So - on a trip to Greenwood Books the other day - I found and bought two queer-ish kiddie books. The first is My Princess Boy by Cheryl Kilodavis (2011), a mom of a dress loving little dude who subsequently became an activist and educator on her son's behalf, and The Great Big Book of Families by Mary Hoffman and Ros Asquith (2010).
I love the intent behind My Princess Boy, that sharing the experiences of her son will bring about greater understanding for dress-wearing, bling-lovin' boys. It's written for a young audience, and is a good way to introduce the topic to the preschooler set. The illustrations by Suzanne DeSimone, are gorgeous and really help to connect Princess Boy to the audience. I say all of the aforementioned with a few caveats though. But - and there is a but here - I really wish we could have the conversation about boys rockin frocks without calling frocks and pretty things "girl clothes". If the goal is to disrupt the limiting conceptualizations of boy/girl, then invoking them seems counter intuitive to me, even it is probably the simplest way to explain things to the kid set. Though the author does speak of her own love support for her Princess Boy, it does seem as though there is an emphasis on the 'normal' males in Princess Boy's life. She notes that Princess Boy loves his brother, who "plays baseball and soccer" and who is depicted in a baseball uniform (3). She notes that Princess Boy "loves his dad" and how "[h]is dad tells him how pretty he looks in a dress" (5). (No similar declarations of love for his mom or other female characters are included). And I have to wonder if the focus on maleness is a way to normalize the role models in Princess Boy's life. In this way, no one is to blame for the child breaking gender barriers, it's just a child being their 'authentic self' (which of course it is, with or without the sort of witting or unwitting setting up of familial 'innocence'). All caveats aside though, the project of My Princess Boy is laudible, especially since there are so few books of its kind for this age group in particular. And the messages about the painful realities of being different, of familial love and acceptance are important ones. I love the character Princess Boy, and I love his mama for having the immense mama-love and gutsiness it took to write this book for her boy and for all the rest of us. I hope against hope that this book flies off the shelves and into the hands of waiting teachers, parents, preschoolers and early schoolers too. I know I'm looking forward to reading it to my own sometimes dress-rocking, bling lovin' Boy-o.

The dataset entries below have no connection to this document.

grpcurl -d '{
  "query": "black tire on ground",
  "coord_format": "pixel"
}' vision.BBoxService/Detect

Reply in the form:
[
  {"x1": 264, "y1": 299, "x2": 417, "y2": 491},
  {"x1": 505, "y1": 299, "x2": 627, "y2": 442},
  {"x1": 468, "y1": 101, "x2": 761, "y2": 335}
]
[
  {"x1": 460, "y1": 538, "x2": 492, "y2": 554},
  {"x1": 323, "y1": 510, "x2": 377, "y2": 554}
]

I love The Great Big Book of Famillies. I think it's one of the best family books I"ve come across yet. Hoffman begins by explaining that "Once upon a time most families in books looked like this:" with a corresponding pictorial of the traditional heterosexual, white, upper middle class, nuclear suburban family, "But in real-life, families come in all shapes and sizes" (1). This book may not be uber exciting to kids (except possibly to me) but I love the way it matter-of-factly explores all kinds of different family formations (queer, grandparented, adopted, fostered, single-parented). It is multi-racial and multi-ethnic throughout. The illustrations by Ros Aquith (whose work you've probably seen either in the Guardian or the oodles of other kids books she's illustrated) add additional layers of depth to the text, such as where she depicts a stay-at-home dad with a working mom heading off to work next to the text: "In some families everyone has a job. In others, only one person goes out to work" (11). And what I really love about this book if that it is one of the first pieces of kids literature that I've found which tackles class issues throughout. In the section about different kinds of homes, for instance, it mentioned that "some people can't find anywhere to live at all" (8). Similarly, in the section addressing holidays, Hoffman explains "Not all families can afford a holiday. But most people get some time off from work. even a weekend at home can be a little holiday" (13). And I also really loved how this book addresses boys who rock the frocks! In the clothes section, there is a boy wearing a tu-tu. And it's just presented as the way some folks dress. The beauty of this book is that queer families or single famlies or poor families (or boys in tut-tus) are explored well outside of the standard it's okay to be different dialogue (that makes me more than a little batty). Because ALL families are different. Simple, matter-of-fact, there you go. Me likey. A lot. This one should be a standard classroom fixture and it's definitely getting a coveted space on our family bookshelf!